Позднее эти рога могли бы очиститься от кожи, затвердеть в железо, а еще позднее отвалились бы, уступая место новым; чем старше бык, тем круче и мощнее вырастают и ветвятся у него рога; но этому, увы, не суждено случиться.
– Трубадурик, ты готов?
– Как юный пионер.
– Во, дурная какая, – прошептал Северьяныч, не отрываясь от бинокля. – Куда она лезет?
– Да она ж не видит ни черта.
– В очках надо ходить…
Прямо перед важенкой было превосходное место для переправы – мимо пробежала сослепу. Остановилась возле невысокого обрыва. Прошла по каменистому карнизу, отвесно отколотому в реку. Понюхала под ногами – и живой торпедой бросилась в воду.
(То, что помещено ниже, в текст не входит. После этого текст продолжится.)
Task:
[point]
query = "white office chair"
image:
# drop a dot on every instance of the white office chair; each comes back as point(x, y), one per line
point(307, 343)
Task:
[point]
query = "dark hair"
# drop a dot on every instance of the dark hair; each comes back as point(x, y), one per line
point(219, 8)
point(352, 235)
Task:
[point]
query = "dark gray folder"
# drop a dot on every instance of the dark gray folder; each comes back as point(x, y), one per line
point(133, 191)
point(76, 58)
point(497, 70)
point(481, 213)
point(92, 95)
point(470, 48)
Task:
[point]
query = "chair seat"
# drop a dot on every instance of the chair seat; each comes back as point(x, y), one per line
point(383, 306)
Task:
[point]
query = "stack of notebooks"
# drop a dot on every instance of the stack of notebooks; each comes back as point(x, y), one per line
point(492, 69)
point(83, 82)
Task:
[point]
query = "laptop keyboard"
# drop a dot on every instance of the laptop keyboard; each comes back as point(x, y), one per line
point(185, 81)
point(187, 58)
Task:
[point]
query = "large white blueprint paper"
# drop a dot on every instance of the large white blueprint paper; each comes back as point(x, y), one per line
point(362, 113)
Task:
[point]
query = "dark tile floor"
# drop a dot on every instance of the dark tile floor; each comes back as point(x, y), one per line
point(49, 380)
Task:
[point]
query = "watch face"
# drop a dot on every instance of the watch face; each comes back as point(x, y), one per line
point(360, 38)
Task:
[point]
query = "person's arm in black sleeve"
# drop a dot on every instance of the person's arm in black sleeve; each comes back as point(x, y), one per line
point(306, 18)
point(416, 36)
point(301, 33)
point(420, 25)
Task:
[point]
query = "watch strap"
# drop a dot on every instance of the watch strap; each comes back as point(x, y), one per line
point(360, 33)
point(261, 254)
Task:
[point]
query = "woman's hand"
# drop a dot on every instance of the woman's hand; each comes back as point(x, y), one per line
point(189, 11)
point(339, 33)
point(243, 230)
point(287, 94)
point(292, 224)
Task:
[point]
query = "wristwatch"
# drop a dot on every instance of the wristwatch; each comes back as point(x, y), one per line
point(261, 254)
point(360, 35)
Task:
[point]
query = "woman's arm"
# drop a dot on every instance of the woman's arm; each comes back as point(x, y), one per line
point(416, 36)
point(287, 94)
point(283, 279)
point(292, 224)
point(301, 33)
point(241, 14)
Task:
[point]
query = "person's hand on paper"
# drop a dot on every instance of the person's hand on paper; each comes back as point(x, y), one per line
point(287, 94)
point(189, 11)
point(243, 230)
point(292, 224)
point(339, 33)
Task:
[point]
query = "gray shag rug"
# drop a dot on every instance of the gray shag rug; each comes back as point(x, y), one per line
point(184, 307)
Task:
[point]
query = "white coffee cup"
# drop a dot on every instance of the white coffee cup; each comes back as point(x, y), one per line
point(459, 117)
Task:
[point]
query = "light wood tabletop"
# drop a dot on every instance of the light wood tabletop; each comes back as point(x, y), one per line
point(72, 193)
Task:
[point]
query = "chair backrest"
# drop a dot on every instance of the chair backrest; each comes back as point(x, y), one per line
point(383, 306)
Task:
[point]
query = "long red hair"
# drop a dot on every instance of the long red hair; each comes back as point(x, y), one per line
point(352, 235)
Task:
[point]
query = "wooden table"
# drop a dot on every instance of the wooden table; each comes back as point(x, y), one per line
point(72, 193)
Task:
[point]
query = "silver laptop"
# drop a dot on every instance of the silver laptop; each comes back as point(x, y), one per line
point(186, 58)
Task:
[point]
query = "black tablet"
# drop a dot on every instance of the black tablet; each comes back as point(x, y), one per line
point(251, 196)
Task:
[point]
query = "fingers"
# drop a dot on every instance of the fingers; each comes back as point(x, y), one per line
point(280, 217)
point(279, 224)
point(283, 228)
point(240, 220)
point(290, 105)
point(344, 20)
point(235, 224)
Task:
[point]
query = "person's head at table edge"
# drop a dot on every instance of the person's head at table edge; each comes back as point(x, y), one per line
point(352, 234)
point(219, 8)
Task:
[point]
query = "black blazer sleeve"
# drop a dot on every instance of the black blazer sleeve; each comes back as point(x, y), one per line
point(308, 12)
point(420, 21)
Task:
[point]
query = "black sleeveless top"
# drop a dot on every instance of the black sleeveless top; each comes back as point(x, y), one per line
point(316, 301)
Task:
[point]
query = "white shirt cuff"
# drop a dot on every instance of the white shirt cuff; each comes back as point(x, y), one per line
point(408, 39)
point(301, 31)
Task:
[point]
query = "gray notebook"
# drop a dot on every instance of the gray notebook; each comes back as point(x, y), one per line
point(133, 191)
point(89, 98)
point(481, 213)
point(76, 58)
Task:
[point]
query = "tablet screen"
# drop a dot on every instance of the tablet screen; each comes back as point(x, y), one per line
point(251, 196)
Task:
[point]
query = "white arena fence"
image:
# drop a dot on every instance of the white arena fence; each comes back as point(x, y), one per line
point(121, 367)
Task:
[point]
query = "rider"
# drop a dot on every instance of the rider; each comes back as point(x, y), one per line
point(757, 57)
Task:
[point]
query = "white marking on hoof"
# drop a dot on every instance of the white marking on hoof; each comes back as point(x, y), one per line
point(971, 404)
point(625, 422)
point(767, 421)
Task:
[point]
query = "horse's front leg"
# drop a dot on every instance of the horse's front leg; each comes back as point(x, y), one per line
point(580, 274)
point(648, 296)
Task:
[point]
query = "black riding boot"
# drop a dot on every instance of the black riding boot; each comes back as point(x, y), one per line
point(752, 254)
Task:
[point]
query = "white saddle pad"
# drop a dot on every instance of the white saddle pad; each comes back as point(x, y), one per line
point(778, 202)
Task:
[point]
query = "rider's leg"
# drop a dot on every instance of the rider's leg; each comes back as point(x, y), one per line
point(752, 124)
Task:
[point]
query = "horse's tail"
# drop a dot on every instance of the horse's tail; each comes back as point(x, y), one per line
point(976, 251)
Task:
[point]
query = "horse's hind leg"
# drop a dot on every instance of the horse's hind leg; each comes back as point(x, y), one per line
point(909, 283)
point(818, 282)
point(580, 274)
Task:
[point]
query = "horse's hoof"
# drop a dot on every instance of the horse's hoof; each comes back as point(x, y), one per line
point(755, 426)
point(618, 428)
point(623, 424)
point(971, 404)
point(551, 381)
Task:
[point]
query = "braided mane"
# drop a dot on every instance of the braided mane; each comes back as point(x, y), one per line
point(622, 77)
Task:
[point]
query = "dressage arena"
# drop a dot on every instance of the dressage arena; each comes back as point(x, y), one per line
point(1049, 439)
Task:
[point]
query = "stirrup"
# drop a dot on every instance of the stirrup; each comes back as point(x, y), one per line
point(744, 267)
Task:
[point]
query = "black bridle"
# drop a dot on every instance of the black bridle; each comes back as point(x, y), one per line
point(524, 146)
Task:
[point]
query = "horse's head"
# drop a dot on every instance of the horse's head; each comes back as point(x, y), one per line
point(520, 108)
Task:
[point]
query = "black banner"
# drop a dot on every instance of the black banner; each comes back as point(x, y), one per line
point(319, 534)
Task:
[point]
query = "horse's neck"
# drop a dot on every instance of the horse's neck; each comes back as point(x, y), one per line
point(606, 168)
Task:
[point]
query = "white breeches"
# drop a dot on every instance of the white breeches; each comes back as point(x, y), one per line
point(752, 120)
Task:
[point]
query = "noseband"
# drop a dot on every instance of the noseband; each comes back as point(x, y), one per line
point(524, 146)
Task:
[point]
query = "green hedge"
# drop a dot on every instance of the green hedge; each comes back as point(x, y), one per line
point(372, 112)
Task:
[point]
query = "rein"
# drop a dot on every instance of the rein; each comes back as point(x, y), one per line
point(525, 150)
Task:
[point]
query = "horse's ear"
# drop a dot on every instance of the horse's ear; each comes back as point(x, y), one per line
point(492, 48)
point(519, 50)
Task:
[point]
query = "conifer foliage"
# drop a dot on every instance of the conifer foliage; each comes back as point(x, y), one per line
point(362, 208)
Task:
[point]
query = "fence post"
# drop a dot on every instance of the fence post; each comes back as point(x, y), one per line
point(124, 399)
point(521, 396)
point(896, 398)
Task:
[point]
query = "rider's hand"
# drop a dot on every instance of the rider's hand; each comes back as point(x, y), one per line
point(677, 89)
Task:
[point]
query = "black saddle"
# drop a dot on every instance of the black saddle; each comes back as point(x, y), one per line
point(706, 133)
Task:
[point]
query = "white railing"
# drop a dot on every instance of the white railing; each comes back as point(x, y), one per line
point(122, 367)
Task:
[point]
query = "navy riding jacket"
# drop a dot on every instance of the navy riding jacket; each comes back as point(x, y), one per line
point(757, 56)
Стадо – за ней. Поперли как полоумные. Серыми комками повалились в воду и поплыли, тараня друг друга. Задние ряды смешались, со скрежетом и скрипом втаптывая камни в грязь и перебаламучивая заводь. А передние олени, отдуваясь от волны, шумно сопели, раздувая ноздри, хоркали, выкругляя влажные зрачки, в которых отражалась кровавая капля встающего солнца.
Что-то древнее, вечное мерещилось в этой картине: горы, небо, упавшее в реку, и олени, словно плывущие по небесам. И охотник поддался непонятному, грустному чувству. "Примерно так же, – подумал он, – оленьи стада переплывали эту реку и сто, и двести лет назад. И точно так же будут переплывать потом, когда на земле не останется даже памяти ни обо мне, несчастном стрелке, ни об этом культяпом придурке. Какого черта я согласился?!"
Храбореев пошевелил оружием.
– Не вздумай стрелять! – предупредил Трубадурик. – В копытах у оленей железа такая есть… "железою страха" называется.
– Знаю. Не читай ликбез.
– Что ты знаешь?
– Подыхающий олень оставляет метку на земле, и другие олени сюда уже не сунутся года два или три.
И ему вдруг захотелось выстрелить. Пускай олень пометит "железою страха" этот берег, чтобы завтра сотни и тысячи других собратьев уцелели. Надо же, как мудро все устроено в природе…
Головные олени уже доплывали до середины реки. Многочисленное рогатое стадо напоминало затонувший, от корней оторвавшийся лес, самосплавом двигавшийся к туманному противоположному берегу.